River Watch’s challenge comes down to its contention that Climate Action 2020 is willfully ignoring the greenhouse gas emissions created by the county’s fast-growing tourist-industry – including vehicle miles traveled outside the county as a result of tourism (air miles and long-distance trucking, for instance). River Watch alleges the county’s true GHG emissions are far greater than acknowledged in the report, rendering the GHG mitigating measures wholly insufficient to reach the county’s goals.

With the status of Climate Action 2020 up in the air, the Sonoma City Council pulled discussion of its climate priorities from the meeting agenda.

Given the somewhat coincidental timing of the council’s 2020 discussion coming on the heels of the quick-in-succession release of the plan’s EIR and River Watch’s subsequent legal challenge, the council made the right decision in pressing pause on its GHG emissions proposals. No one at the meeting knew exactly what the ramifications of the lawsuit, if any, held toward moving forward with CA2020, and the council took city staff’s advice in tabling the item.

But, now everyone’s had a chance to take a deep breath. And, if the council is truly serious about taking a leadership role in mitigating the effects of global climate change, here’s what it should re-agendize the eight Sonoma-specific measures it was set to consider adding to CA2020. If those GHG-mitigating steps are indeed environmentally beneficial, then their value to Sonoma exists beyond inclusion in a plan created to satisfy requirements for state funding. Grandfather them into CA2020 when the legal knots untangle, but in the meantime put these measures before the public for an honest vetting.

And then have a truly honest vetting of the eight, and quite frankly any, greenhouse gas mitigating measures and their genuine effectiveness in addressing climate change.

River Watch has its critics. They say the group’s attorneys are simply out for a payday by collecting legal fees after suing and settling environmental cases. River Watch says otherwise.

But here’s a more important question: Is River Watch right? Is Climate Action 2020 about reversing the catastrophic effects of global warming in the distant or not-so-distant future, or is it a feel-good plan that’s really all about meeting a state requirement?

The eight measures the council was set to consider bear scrutiny. They’re largely incentive-driven, filled with encouragement, hope and maybe even dreams. Streamlining permitting, requiring new developments be “solar ready,” enacting greywater standards – even the contested leaf blower ordinance is counted in the plan. To be sure, the measures pave the way for residents to lower their GHG’s, but they stop short of pushing them on the path.

The only firm step is a restriction on idling cars longer than three-minutes, a move even the staff report admits would go virtually unenforced.
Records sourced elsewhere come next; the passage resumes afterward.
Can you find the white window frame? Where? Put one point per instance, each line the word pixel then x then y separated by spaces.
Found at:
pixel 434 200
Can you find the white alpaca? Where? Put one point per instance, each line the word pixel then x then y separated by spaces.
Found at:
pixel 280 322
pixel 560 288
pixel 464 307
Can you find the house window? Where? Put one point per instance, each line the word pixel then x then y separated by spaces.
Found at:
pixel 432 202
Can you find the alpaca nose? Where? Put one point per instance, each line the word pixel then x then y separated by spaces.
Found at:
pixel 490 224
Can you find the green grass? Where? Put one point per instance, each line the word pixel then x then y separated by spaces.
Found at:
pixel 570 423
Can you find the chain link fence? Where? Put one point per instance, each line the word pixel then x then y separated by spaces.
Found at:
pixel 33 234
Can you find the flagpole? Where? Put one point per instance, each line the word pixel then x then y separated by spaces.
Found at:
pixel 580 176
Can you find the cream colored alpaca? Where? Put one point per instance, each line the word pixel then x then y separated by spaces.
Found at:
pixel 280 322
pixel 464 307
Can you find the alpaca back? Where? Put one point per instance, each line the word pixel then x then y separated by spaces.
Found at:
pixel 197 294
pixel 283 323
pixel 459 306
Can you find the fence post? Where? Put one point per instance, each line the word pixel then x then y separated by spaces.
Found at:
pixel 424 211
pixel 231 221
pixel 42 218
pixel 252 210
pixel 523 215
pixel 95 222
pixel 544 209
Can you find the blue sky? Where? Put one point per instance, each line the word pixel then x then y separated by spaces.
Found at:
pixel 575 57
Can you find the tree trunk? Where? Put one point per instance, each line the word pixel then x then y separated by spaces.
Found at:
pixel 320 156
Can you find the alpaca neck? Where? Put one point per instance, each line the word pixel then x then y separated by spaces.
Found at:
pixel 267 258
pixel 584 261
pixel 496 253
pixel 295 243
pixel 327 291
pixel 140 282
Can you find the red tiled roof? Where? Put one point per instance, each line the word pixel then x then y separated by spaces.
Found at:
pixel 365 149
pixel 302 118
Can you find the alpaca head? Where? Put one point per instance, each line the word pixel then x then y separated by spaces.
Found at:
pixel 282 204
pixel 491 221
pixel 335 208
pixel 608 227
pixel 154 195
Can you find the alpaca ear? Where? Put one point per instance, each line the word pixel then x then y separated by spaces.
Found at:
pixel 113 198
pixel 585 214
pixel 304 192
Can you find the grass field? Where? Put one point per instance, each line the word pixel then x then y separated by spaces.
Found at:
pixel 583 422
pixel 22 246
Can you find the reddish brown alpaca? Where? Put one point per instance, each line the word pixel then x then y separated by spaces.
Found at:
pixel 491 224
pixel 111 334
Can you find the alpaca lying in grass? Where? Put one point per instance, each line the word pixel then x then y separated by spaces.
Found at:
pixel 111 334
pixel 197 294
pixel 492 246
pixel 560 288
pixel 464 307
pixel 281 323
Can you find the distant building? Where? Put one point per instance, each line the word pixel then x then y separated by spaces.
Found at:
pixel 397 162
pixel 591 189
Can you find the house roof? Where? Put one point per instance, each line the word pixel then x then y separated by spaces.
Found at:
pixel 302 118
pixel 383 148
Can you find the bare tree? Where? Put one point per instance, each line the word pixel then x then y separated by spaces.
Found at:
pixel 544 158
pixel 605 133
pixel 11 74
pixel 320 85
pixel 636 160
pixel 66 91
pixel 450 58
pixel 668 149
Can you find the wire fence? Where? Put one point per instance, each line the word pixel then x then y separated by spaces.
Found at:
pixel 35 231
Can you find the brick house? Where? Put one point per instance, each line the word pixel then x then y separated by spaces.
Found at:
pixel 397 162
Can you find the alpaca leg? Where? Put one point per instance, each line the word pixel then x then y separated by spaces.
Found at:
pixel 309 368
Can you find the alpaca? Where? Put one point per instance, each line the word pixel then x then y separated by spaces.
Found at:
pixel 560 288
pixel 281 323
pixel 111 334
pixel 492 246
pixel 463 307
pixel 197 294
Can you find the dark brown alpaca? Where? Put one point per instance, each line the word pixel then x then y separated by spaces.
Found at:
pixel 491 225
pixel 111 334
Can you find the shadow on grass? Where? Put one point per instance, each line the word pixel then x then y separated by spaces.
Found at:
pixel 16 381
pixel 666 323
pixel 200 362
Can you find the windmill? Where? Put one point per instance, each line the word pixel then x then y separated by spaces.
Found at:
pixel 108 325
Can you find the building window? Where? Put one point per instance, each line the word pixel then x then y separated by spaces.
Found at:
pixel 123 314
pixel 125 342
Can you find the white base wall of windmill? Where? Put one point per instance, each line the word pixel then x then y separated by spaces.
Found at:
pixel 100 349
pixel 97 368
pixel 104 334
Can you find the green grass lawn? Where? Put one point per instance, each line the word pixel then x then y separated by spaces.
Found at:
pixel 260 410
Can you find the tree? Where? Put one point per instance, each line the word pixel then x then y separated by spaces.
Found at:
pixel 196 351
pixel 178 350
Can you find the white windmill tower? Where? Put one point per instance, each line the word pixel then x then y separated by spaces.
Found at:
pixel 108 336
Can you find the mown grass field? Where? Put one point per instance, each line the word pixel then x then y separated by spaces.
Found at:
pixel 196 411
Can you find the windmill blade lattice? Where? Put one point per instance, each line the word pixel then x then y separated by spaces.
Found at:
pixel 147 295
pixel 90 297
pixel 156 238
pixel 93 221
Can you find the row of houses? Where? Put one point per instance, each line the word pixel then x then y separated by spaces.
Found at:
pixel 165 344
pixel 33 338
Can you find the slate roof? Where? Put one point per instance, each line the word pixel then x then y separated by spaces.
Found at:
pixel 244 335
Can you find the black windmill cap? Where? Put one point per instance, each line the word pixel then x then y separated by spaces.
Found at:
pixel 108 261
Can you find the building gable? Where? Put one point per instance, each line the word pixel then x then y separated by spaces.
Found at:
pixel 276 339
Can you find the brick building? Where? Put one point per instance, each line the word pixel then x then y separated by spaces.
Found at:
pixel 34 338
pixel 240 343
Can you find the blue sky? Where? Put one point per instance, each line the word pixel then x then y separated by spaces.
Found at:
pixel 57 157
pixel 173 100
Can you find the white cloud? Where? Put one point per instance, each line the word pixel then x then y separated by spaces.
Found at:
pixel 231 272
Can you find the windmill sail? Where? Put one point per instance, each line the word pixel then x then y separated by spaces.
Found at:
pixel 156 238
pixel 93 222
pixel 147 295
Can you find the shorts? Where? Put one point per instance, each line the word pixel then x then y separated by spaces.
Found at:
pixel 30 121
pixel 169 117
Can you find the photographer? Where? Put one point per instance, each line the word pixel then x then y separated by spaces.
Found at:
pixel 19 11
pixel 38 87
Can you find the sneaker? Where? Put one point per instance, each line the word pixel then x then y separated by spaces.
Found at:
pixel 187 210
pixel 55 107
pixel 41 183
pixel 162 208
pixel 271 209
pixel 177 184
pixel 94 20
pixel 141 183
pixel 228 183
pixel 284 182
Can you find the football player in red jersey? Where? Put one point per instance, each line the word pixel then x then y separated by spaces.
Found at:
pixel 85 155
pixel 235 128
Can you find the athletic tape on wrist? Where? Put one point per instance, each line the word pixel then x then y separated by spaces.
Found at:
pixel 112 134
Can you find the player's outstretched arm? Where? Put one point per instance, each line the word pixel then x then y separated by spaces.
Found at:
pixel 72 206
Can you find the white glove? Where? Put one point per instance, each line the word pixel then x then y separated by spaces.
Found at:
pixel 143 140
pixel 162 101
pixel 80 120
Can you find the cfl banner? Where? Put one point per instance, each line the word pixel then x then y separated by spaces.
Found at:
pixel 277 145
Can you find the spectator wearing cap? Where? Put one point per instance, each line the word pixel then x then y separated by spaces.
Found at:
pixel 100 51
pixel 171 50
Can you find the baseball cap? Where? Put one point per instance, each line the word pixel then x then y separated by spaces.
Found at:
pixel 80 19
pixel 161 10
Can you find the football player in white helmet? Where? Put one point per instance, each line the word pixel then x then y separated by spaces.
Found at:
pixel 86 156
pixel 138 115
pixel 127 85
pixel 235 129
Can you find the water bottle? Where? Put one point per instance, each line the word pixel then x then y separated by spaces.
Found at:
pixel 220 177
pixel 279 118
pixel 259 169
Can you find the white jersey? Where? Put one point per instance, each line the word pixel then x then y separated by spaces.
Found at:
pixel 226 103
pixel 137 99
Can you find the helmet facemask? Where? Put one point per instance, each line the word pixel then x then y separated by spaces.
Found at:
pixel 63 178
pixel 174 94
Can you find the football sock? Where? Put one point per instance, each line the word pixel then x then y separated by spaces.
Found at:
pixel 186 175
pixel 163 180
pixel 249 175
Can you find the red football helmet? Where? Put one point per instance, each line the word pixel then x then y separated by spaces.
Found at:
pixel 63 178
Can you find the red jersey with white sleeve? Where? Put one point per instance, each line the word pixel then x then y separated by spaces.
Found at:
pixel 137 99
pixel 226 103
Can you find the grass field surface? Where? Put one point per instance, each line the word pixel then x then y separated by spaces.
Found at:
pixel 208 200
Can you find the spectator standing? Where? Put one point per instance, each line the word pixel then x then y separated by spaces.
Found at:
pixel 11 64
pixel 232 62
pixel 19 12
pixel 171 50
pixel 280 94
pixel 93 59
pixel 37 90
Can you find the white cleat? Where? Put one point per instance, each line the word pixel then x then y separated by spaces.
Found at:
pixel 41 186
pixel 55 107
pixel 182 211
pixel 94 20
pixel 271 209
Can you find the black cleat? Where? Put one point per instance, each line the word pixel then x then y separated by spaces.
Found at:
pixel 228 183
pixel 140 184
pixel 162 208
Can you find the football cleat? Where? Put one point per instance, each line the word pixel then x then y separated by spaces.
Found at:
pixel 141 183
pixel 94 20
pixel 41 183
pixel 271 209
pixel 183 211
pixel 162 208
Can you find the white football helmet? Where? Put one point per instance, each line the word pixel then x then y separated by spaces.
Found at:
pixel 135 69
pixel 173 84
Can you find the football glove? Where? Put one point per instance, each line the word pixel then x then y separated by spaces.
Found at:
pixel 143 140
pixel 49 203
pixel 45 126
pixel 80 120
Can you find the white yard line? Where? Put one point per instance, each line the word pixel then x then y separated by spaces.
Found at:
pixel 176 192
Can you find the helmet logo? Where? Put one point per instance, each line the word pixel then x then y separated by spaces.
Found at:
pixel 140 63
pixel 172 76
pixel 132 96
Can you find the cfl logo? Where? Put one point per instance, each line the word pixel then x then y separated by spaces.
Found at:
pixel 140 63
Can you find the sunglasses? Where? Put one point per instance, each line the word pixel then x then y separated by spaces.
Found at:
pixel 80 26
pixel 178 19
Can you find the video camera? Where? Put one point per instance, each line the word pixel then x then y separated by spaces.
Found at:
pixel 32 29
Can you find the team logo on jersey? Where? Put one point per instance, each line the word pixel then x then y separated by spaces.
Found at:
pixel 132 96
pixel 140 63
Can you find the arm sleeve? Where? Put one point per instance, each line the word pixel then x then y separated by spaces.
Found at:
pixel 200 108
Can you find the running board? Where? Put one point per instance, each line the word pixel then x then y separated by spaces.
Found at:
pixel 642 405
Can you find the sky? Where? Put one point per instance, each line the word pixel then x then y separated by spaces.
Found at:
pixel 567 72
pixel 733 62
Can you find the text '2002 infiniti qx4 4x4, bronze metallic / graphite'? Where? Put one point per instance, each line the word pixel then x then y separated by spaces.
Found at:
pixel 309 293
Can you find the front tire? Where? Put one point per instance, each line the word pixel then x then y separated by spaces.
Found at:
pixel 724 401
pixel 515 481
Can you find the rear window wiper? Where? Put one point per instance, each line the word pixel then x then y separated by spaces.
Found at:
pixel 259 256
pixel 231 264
The success of incentive-driven and honor system GHG-lowering measures is largely guesswork, and its inclusion in estimated results four years down the line is dubious at best.

River Watch says the real GHG bogeyman in these parts is wine tourism. And, the group says, if the County and its cities are serious about confronting what scientists roundly agree is an impending catastrophe, county leaders need to scale back our permitting free-for-all for vineyards, wineries, resorts and tasting-room/restaurants.

Are they right? Quite frankly, we all hope they’re wrong – dead wrong. But the more pressing concern is whether GHG accounting in plans like Climate Action 2020 are wrong. Dead wrong.

In 2014, a team of biologists embarked on a mission to rediscover the golden toad – searching the Costa Rica cloud forest ever hopeful that the species emerges, few in numbers, but not extinct.

To date, not one has been found. But the hope remains.